2. It lies between $a$ and $b \gt a$ inclusive (where $b$ and $a$ are independent of $x$),

then (by definition) its likelihood is $${\Pr}_{F_\theta}(a \le x \le b) = F_\theta(b) - F_\theta(a).$$ The likelihood of a set of independent observations therefore is the product of such expressions, one per observation. The log-likelihood, as usual, will be the sum of logarithms of those expressions.

---

As an example, here is an R implementation where the values of $a$ are in the vector left, the values of $b$ in the vector right, and $F_\theta$ is Lognormal. (This is not a general-purpose solution; in particular, it assumes that $b \gt a$ and $b \ne a$ for all the data.)

#
# Lognormal log-likelihood for interval data.
#
lambda <- function(mu, sigma, left, right) {
  sum(log(pnorm(log(right), mu, sigma) - pnorm(log(left), mu, sigma)))
}

To find the maximum log likelihood we need a reasonable set of starting values for the log mean $\mu$ and log standard deviation $\sigma$. This estimate replaces each interval by the geometric mean of its endpoints:

#
# Create an initial estimate of lognormal parameters for interval data.
#
lambda.init <- function(left, right) {
  mid <- log(left * right)/2
  c(mean(mid), sd(mid))
}

Let's generate some random lognormally distributed data and bin them into intervals:

set.seed(17)
n <- 12                     # Number of data
z <- exp(rnorm(n, 6, .5))   # Mean = 6, SD = 0.5
left <- 100 * floor(z/100)  # Bin into multiples of 100
right <- left + 100

The fitting can be performed by a general-purpose multivariate optimizer. (This one is a minimizer by default, so it must be applied to the negative of the log-likelihood.)

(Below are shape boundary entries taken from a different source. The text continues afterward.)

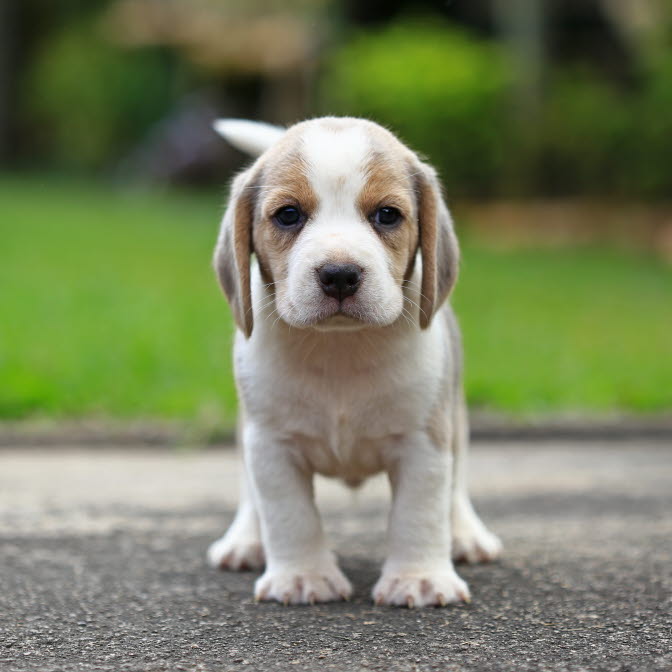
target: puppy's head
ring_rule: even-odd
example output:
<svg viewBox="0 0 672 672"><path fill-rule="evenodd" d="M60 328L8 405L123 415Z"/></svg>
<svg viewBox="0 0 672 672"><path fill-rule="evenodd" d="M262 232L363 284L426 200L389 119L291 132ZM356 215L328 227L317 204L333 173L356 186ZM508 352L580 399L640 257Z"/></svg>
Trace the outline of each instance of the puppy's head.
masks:
<svg viewBox="0 0 672 672"><path fill-rule="evenodd" d="M361 119L326 117L288 130L221 121L216 128L258 155L233 181L215 251L220 283L246 336L253 326L252 253L280 318L292 326L385 326L409 312L420 327L429 325L458 265L430 166ZM411 280L418 256L419 286Z"/></svg>

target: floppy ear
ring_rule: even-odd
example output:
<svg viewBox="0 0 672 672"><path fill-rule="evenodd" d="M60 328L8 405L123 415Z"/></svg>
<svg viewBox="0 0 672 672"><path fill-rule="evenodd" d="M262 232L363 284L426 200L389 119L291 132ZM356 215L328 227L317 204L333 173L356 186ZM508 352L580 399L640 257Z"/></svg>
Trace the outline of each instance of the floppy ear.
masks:
<svg viewBox="0 0 672 672"><path fill-rule="evenodd" d="M245 119L217 119L212 127L236 149L250 156L263 154L285 134L280 126Z"/></svg>
<svg viewBox="0 0 672 672"><path fill-rule="evenodd" d="M426 329L455 285L460 251L436 172L425 163L416 174L416 190L422 255L420 327Z"/></svg>
<svg viewBox="0 0 672 672"><path fill-rule="evenodd" d="M222 218L213 259L219 284L229 300L238 328L249 338L252 333L250 255L255 189L252 169L238 175L231 185L229 203Z"/></svg>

fit <- optim(lambda.init(left,right), 
             fn=function(theta) -lambda(theta[1], theta[2], left, right))
fit$par

6.1188785 0.3957045

The estimate of $\mu$ is $6.12$, not far from the intended value of $6$, and the estimate of $\sigma$ is $0.40$, not far from the intended value of $0.5$: not bad for just $12$ values. To see how good the fit is, let's plot the empirical cumulative distribution function and the fitted distribution function. To construct the ECDF, I just interpolate linearly through each interval:

#
# ECDF of the data.
#
F <- function(x) (1 + mean((abs(x - left) - abs(x - right)) / (right - left)))/2

y <- sapply(x <- seq(min(left) * 0.8, max(right) / 0.8, 1), F)
plot(x, y, type="l", lwd=2, lty=2, ylab="Cumulative probability")
curve(pnorm(log(x), fit$par[1], fit$par[2]), from=min(x), to=max(x), col="Red", lwd=2, 
  add=TRUE)

Because the vertical deviations are consistently small and vary both up and down, it looks like a good fit.